Compiling the following with gcc (version: (Ubuntu 7.5.0-3ubuntu1~18.04) 7.5.0):
if(n >= m)
{
n = 0;
}
The code output looks like this:
23bd5: 48 3b 93 10 03 00 00 cmp 0x310(%rbx),%rdx
23bdc: 48 89 93 20 03 00 00 mov %rdx,0x320(%rbx)
23be3: 72 0d jb 23bf2
23be5: 48 c7 83 20 03 00 00 movq $0x0,0x320(%rbx)
23bec: 00 00 00 00
23bf0: 31 d2 xor %edx,%edx
23bf2: ....
I'm wondering why the compiler decides to use what looks like a rather expensive set of instructions.
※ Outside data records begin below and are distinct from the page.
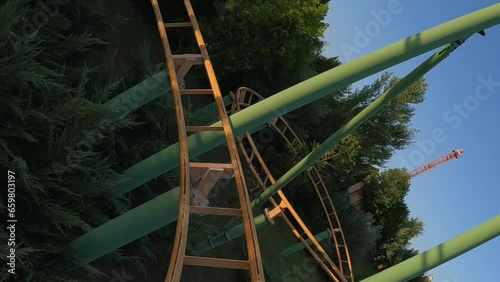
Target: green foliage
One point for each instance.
(64, 145)
(267, 45)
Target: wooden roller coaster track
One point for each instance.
(244, 97)
(194, 175)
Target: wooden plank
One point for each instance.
(196, 128)
(215, 211)
(210, 165)
(196, 91)
(194, 59)
(185, 24)
(216, 262)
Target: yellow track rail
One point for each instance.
(191, 173)
(245, 97)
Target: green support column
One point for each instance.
(369, 111)
(440, 254)
(299, 246)
(313, 89)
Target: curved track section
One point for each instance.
(197, 179)
(245, 97)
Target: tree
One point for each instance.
(266, 45)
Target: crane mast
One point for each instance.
(439, 161)
(355, 191)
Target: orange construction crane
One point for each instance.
(355, 191)
(439, 161)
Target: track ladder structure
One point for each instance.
(196, 178)
(245, 97)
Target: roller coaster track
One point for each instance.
(245, 97)
(197, 178)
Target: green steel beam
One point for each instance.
(128, 227)
(138, 222)
(313, 89)
(230, 235)
(440, 254)
(355, 122)
(140, 94)
(369, 111)
(149, 89)
(299, 246)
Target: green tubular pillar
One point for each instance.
(354, 123)
(299, 246)
(369, 111)
(313, 89)
(440, 254)
(140, 94)
(148, 90)
(137, 223)
(250, 118)
(234, 233)
(128, 227)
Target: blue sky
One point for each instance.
(462, 193)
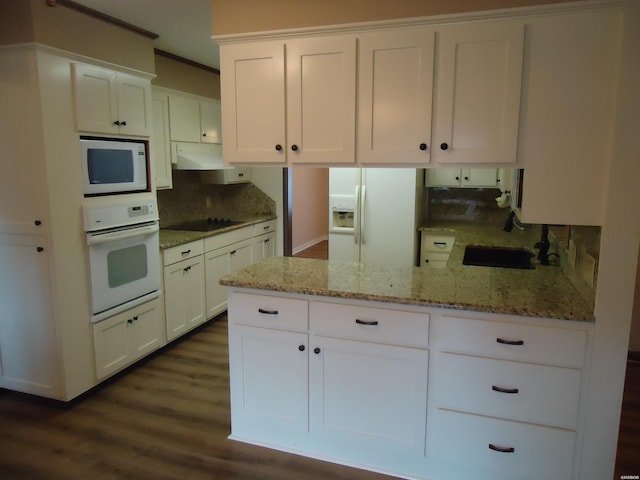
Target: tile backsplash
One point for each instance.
(577, 246)
(191, 200)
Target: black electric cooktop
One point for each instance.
(206, 225)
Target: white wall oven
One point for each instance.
(124, 255)
(114, 166)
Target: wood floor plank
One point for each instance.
(168, 418)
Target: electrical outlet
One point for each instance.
(586, 265)
(572, 253)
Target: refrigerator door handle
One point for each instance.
(363, 206)
(356, 217)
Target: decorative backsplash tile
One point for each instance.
(191, 200)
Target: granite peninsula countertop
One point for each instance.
(173, 238)
(542, 292)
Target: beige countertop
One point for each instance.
(173, 238)
(542, 292)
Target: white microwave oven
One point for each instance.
(112, 166)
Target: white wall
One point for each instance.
(310, 212)
(617, 267)
(269, 180)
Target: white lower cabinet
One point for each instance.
(504, 397)
(355, 393)
(346, 381)
(127, 337)
(184, 288)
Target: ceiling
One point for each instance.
(183, 26)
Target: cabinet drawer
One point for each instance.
(224, 239)
(551, 345)
(437, 243)
(182, 252)
(511, 390)
(264, 227)
(465, 441)
(379, 325)
(268, 311)
(430, 259)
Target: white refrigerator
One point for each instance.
(374, 215)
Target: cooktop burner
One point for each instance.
(208, 225)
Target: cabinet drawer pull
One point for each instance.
(498, 448)
(495, 388)
(509, 342)
(372, 323)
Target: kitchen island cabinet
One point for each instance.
(369, 347)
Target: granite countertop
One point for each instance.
(542, 292)
(173, 238)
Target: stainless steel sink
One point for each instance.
(505, 257)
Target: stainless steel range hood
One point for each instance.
(197, 156)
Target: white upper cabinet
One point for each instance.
(301, 113)
(477, 94)
(321, 99)
(253, 90)
(395, 85)
(111, 102)
(210, 121)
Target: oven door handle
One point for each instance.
(98, 238)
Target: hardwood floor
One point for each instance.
(168, 418)
(319, 250)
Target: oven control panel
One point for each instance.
(113, 215)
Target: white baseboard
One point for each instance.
(308, 244)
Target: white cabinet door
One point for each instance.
(268, 383)
(253, 89)
(395, 88)
(160, 147)
(210, 121)
(28, 346)
(216, 267)
(126, 337)
(96, 99)
(477, 102)
(184, 296)
(462, 177)
(321, 99)
(368, 398)
(111, 102)
(134, 105)
(184, 118)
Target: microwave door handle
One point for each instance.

I would have used the following instead:
cmp 0x310(%rbx), %rdx
jb .L1
xor %edx, %edx
.L1
mov $rdx, 0x320(%rbx)
Could it be because the XOR takes so much time that it would stale before the store? Or is it that the first store doesn't really happen if the processor detects the second store? Or is it that the second store is nearly instant because it will use the L1 cache (presumably)?
(that being said, the store could happen later as other instructions coming after could safely be moved before that store).